Screening procedures
Seventeen different instruments were used at baseline to measure depressive symptoms or disorders. The Center for Epidemiologic Studies-Depression Scale (CES-D) [72] and various versions of the General Health Questionnaire (GHQ) [73] were the most commonly used screening instruments (Table 1).
Comorbidity measures
The majority of studies also measured co-morbid psychiatric symptoms or disorders, mainly anxiety related. Only six examined physical co-morbidities or days out of role [38, 44, 48, 54, 67, 69]. Grembowski et al. [51] reported measuring 21 co-morbid conditions, however these conditions were not reported.
Treatment and health service use
Only one study did not report on the care received by patients [59]. Two of the sixteen studies that report collecting data on health service use did not report the findings [38, 61]. While Kessler et al. [61] reviewed medical records, their purpose was to determine point recognition and validate mental disorders given in the context of an associated physical disorder, not to examine care received.

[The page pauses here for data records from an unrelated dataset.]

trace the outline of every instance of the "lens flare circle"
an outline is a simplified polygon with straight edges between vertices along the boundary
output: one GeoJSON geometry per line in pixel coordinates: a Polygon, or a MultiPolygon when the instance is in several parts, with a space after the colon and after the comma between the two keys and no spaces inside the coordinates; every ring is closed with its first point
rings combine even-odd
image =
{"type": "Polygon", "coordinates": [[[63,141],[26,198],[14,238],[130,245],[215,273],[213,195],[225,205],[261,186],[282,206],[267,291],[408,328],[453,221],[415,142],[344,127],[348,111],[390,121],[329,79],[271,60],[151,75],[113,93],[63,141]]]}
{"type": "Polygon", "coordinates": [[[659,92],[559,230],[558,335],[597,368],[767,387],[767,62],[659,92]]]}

Rost et al. [38] examined medical, pharmaceutical and insurance records to determine the detected and undetected depression during follow-up. Five studies examined medication use [44, 48, 63, 68, 69] and two presented data on the use of antidepressant medication [51, 67]. Seven studies examined health care/service utilization [44, 49, 54, 63, 66, 67, 69] and one described use of and referral to mental health specialists [51]. Parker et al. [68] examined GP and psychiatric care, and four studies examined GP treatment [37, 45, 63, 64]. The MaGPie Research Group [63] also examined barriers to care and patients' attitudes to their GP. Seven studies asked patients to self report on the care they received between baseline and follow-up [37, 44, 51, 54, 63, 66, 69], four studies asked the primary care physician to report on care [43, 49, 63, 64] and eight reviewed medical records, chart evidence, insurance records and/or pharmaceutical records [37, 38, 45, 48, 51, 63, 66, 67] [results not mutually exclusive]. Parker et al. [68] collected data on medication, GP and psychiatric care during follow-up, however they did not report whether the data were patient self-report, physician report or a review of records.

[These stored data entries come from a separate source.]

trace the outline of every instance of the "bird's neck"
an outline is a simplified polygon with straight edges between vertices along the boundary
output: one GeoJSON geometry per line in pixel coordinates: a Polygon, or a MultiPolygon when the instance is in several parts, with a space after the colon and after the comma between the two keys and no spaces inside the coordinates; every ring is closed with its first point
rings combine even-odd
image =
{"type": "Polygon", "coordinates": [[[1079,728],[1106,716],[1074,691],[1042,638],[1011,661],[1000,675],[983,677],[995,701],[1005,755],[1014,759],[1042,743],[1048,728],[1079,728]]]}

Methodological quality of the studies included in the review
Many of the studies have methodological limitations, including small sample sizes (range 35–108 patients at baseline and 20–59 patients at follow-up) [48, 49, 67, 68] and small numbers in the cohort with depression [35, 66]. Furthermore, Schulberg et al. [66] was the only study to consider characteristics of the sample screened with the primary care population to determine whether the study patients were representative. No study randomly selected general practices and then approached a random selection of their patient list to avoid the frequency of attendance bias present in studies recruiting consecutive patients. Previous research has highlighted that a high proportion of eligible patients are missed when recruiting patients from general practice waiting rooms, thus limiting the generalisability of the findings [74]. Moreover, only three studies included a random or representative sample of primary care physicians [43, 63, 64], and seven studies recruited patients from just one centre or general practice [37, 45, 48, 54, 59, 61, 66]. These methodological limitations must be acknowledged when considering whether findings from the studies included in this review can be generalised to primary care populations.

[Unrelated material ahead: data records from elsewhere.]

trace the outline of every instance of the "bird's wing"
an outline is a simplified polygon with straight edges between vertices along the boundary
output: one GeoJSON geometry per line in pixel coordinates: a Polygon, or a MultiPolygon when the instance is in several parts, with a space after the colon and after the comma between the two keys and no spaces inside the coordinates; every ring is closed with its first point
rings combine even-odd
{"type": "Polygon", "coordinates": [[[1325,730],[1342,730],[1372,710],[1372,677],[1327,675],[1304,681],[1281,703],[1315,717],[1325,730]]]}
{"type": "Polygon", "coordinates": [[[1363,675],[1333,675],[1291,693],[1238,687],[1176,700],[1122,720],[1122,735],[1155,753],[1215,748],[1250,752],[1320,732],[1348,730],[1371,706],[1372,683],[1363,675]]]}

Representativeness of samples to the primary care population
Only one study was able to compare characteristics of the sample screened with the primary care population [66]. Schulberg et al. [66] compared their cohort of patients with depressive symptoms with the total clinic population and noted the cohort was younger and had more females than would be expected from the medical facilities where the research took place. Rost et al. [38] compared patients who agreed to take part in the baseline interview with those patients who were eligible but refused, and reported no differences in socio-demographic data and clinical characteristics including the severity of depression, except that the cohort were younger and more likely to live in metropolitan areas.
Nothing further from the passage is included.